要从 Google 图片中抓取图片,您需要从位于 <scrpt> 中的页面源 (ctrl+u) 解析数据标签。以下是您需要执行的步骤(已简化但非常接近下面的实际代码):

  1. 查找所有 <script> 个标签:
soup.select('script')
  1. 通过来自 <script> 标签的 regex 匹配图像数据:
matched_images_data = ''.join(re.findall(r"AF_initDataCallback\(([^<]+)\);", str(all_script_tags)))
  1. 通过 regex:
  2. 匹配所需的图像(全尺寸)
matched_images_data_fix = json.dumps(matched_images_data)
matched_images_data_json = json.loads(matched_images_data_fix)

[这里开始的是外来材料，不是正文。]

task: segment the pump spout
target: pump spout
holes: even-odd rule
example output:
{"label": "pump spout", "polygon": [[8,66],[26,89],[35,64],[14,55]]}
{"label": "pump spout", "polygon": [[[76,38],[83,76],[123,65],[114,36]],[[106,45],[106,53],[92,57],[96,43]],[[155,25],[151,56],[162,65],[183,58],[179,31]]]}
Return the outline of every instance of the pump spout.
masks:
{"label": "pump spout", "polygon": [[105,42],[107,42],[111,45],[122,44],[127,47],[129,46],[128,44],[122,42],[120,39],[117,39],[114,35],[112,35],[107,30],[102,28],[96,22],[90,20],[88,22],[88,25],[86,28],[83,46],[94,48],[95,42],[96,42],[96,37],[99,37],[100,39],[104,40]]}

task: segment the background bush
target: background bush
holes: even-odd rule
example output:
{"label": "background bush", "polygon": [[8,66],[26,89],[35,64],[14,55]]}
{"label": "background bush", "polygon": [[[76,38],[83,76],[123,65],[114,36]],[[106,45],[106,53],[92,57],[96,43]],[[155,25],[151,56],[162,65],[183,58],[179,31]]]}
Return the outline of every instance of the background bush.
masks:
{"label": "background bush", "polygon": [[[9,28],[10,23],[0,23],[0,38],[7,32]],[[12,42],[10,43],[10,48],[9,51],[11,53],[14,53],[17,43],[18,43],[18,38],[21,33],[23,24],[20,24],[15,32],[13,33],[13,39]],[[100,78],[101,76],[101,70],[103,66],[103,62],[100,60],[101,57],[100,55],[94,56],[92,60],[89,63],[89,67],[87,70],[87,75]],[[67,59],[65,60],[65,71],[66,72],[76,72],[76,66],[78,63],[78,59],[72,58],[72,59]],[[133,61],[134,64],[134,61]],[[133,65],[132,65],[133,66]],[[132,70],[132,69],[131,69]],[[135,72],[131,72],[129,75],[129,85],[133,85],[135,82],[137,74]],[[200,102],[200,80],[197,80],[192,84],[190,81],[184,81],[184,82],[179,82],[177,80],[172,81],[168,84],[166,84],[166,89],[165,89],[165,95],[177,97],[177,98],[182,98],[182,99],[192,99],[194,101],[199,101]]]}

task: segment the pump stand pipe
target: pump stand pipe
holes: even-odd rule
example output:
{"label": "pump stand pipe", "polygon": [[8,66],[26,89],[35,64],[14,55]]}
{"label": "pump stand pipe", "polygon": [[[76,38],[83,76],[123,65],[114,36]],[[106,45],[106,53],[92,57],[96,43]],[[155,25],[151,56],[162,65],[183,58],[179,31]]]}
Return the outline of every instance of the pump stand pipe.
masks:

matched_google_full_resolution_images = re.findall(r"(?:'|,),\[\"(https:|http.*?)\",\d+,\d+\]",
                                                    matched_images_data_json)
  1. 使用bytes()decode()提取并解码它们:
for fixed_full_res_image in matched_google_full_resolution_images:
    original_size_img_not_fixed = bytes(fixed_full_res_image, 'ascii').decode('unicode-escape')
    original_size_img = bytes(original_size_img_not_fixed, 'ascii').decode('unicode-escape')
  1. 要保存图像,您可以使用 urllib.request.urlretrieve,这可能是最简单的解决方案之一。

有时它不会下载任何东西,因为请求是通过脚本(bot)发送的,如果你想从Google图片或其他搜索引擎解析图片,你需要通过user-agent,然后再下载图片,否则会阻塞请求,报错

user-agent传给urllib.request并下载图片:

opener=urllib.request.build_opener()
opener.addheaders=[('User-Agent','Mozilla/5.0 (Windows NT 10.0; Win64; x64) AppleWebKit/537.36 (KHTML, like Gecko) Chrome/70.0.3538.102 Safari/537.36 Edge/18.19582')]
urllib.request.install_opener(opener)

urllib.request.urlretrieve(URL, 'your_folder/image_name.jpg')

使用 an example in the online IDE 在本地抓取和下载图像的代码:

import requests, lxml, re, json, urllib.request
from bs4 import BeautifulSoup

headers = {
    "User-Agent":
    "Mozilla/5.0 (Windows NT 10.0; Win64; x64) AppleWebKit/537.36 (KHTML, like Gecko) Chrome/70.0.3538.102 Safari/537.36 Edge/18.19582"
}

params = {
    "q": "cat",      # query
    "tbm": "isch",   # image results
    "hl": "en",      # language
    "ijn": "0",      # batch of 100 images. "1" is another 100 images and so on.
}

html = requests.get("https://www.google.com/search", params=params, headers=headers)
soup = BeautifulSoup(html.text, 'lxml')


def get_images_data():

    print('\nGoogle Images Metadata:')
    for google_image in soup.select('.isv-r.PNCib.MSM1fd.BUooTd'):
        title = google_image.select_one('.VFACy.kGQAp.sMi44c.lNHeqe.WGvvNb')['title']
        source = google_image.select_one('.fxgdke').text
        link = google_image.select_one('.VFACy.kGQAp.sMi44c.lNHeqe.WGvvNb')['href']
        print(f'{title}\n{source}\n{link}\n')

    # this steps could be refactored to a more compact
    all_script_tags = soup.select('script')

    # # https://regex101.com/r/48UZhY/4
    matched_images_data = ''.join(re.findall(r"AF_initDataCallback\(([^<]+)\);", str(all_script_tags)))
    
    # https://kodlogs.com/34776/json-decoder-jsondecodeerror-expecting-property-name-enclosed-in-double-quotes
    # if you try to json.loads() without json.dumps() it will throw an error:
    # "Expecting property name enclosed in double quotes"
    matched_images_data_fix = json.dumps(matched_images_data)
    matched_images_data_json = json.loads(matched_images_data_fix)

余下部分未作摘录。